Reducing GFS Latency Impacts The distributed Google File Systems is not robust against latency spikes,
e. g. due to server crashes or network congestion. To reduce the impact of such latencies, each tablet
server uses two writer threads for commit logs, each writing to its own file. Only one of these threads
is actively writing to GFS at a given time. If this active thread suffers from GFS “performance
hiccups”, the commit logging is switched to the second thread. As any operation in a commit log
has a unique sequence number, duplicate entries in the two commit logs can be eliminated when a
tablet server loads a tablet.
Improving Tablet Recovery Tablet recovery is the process of tablet-loading done by a tablet server that a
particular tablet has been assigned to. As discussed in this section and in section 6.1.4, a tablet server
has to evaluate the commit logs attached that contain operations for the tablet to load. Besides the
aforementioned Bloom Filter optimization, Bigtable tries to avoid that a tablet server has to read a
commit log at all when recovering a tablet. This is achieved by employing two minor compactations
when a tablet server stops serving a tablet. The first compactation is employed to reduce “the amount
of uncompacted state in the tablet server’s commit log”. The second compactation processes the
update operations that have been processed since the first compactation was started; before this
second compactation is executed, the tablet server stops serving any requests. These optimizations
to reduce tablet recovery time can only happen and take effect if a tablet server stops serving tablets
in a controlled fashion (i. e. it has not due to a crash).

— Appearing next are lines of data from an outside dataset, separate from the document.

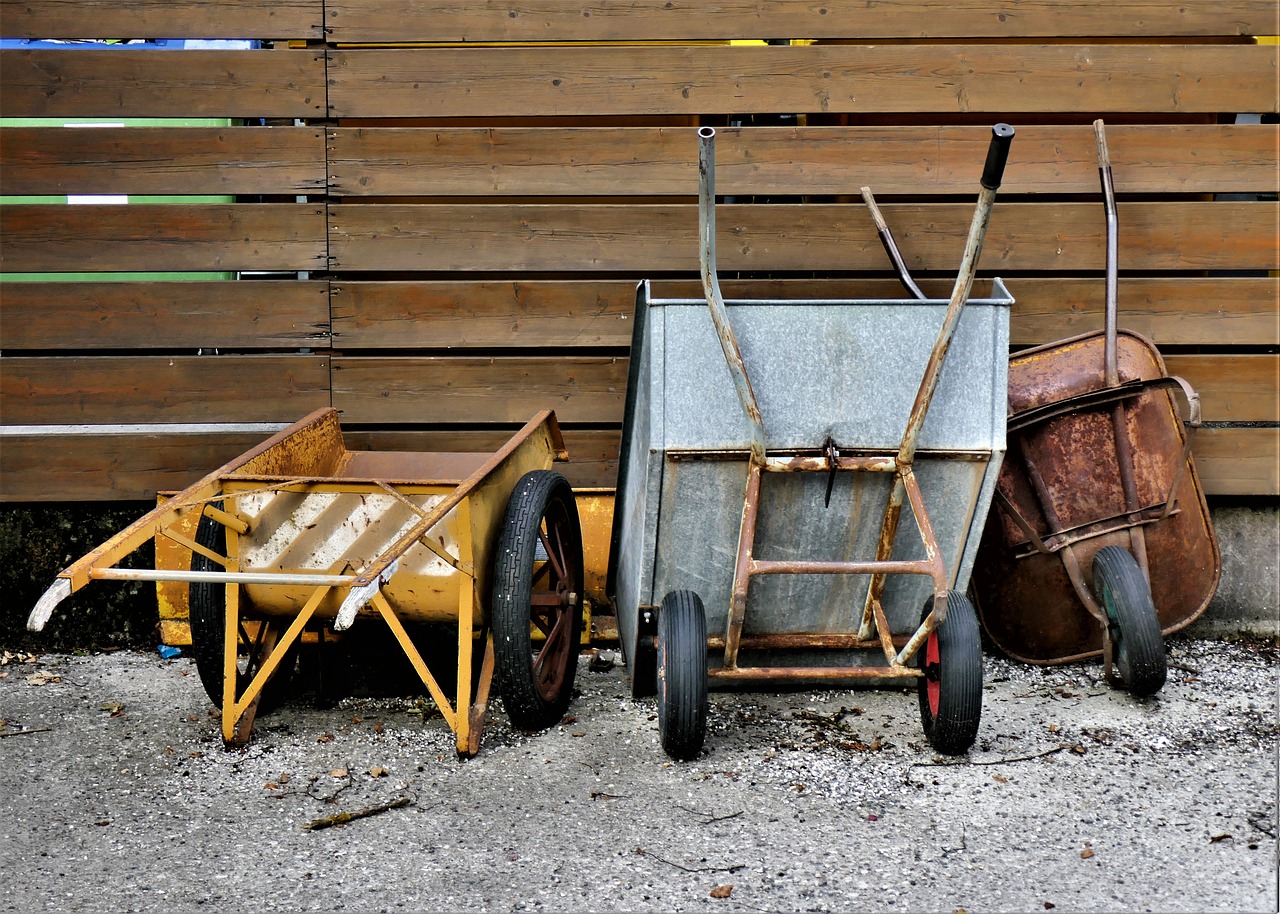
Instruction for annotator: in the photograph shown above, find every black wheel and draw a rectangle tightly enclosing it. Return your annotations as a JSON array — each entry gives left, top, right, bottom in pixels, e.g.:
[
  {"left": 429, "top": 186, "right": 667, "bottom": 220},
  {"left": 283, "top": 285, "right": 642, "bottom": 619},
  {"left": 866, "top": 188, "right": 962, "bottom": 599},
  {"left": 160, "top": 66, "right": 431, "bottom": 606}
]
[
  {"left": 187, "top": 506, "right": 297, "bottom": 714},
  {"left": 1093, "top": 545, "right": 1169, "bottom": 696},
  {"left": 658, "top": 590, "right": 707, "bottom": 762},
  {"left": 915, "top": 590, "right": 982, "bottom": 755},
  {"left": 492, "top": 470, "right": 582, "bottom": 730}
]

Exploiting Immutability Bigtable leverages in manifold ways from the fact that SSTables are immutable.
Firstly, read operations to SSTables on the filesystem do not have to synchronized. Secondly, the
removal of data is delegated to background processes compacting SSTables and garbage-collecting
obsolete ones; hence, the removal of data can occur asynchronously and the time required for it does
not have to be consumed while a request is served. Finally, when a tablet gets split the resulting
child tablets inherit the SSTables from their parent tablet.
To provide efficient read and write access to the mutable memtable, a partial and temporary im-
mutability is introduced by making memtable rows “copy-on-write and allow reads and writes to
proceed in parallel”.
10
Chang et al. first speak of only one commit log per tablet server in their section “Commit-log implementation“ (cf. [CDG
+
06,
p. 7f]). Later in this section, they introduce the optimization of two commit-log writer threads per tablet server, each
writing to its own file (see below).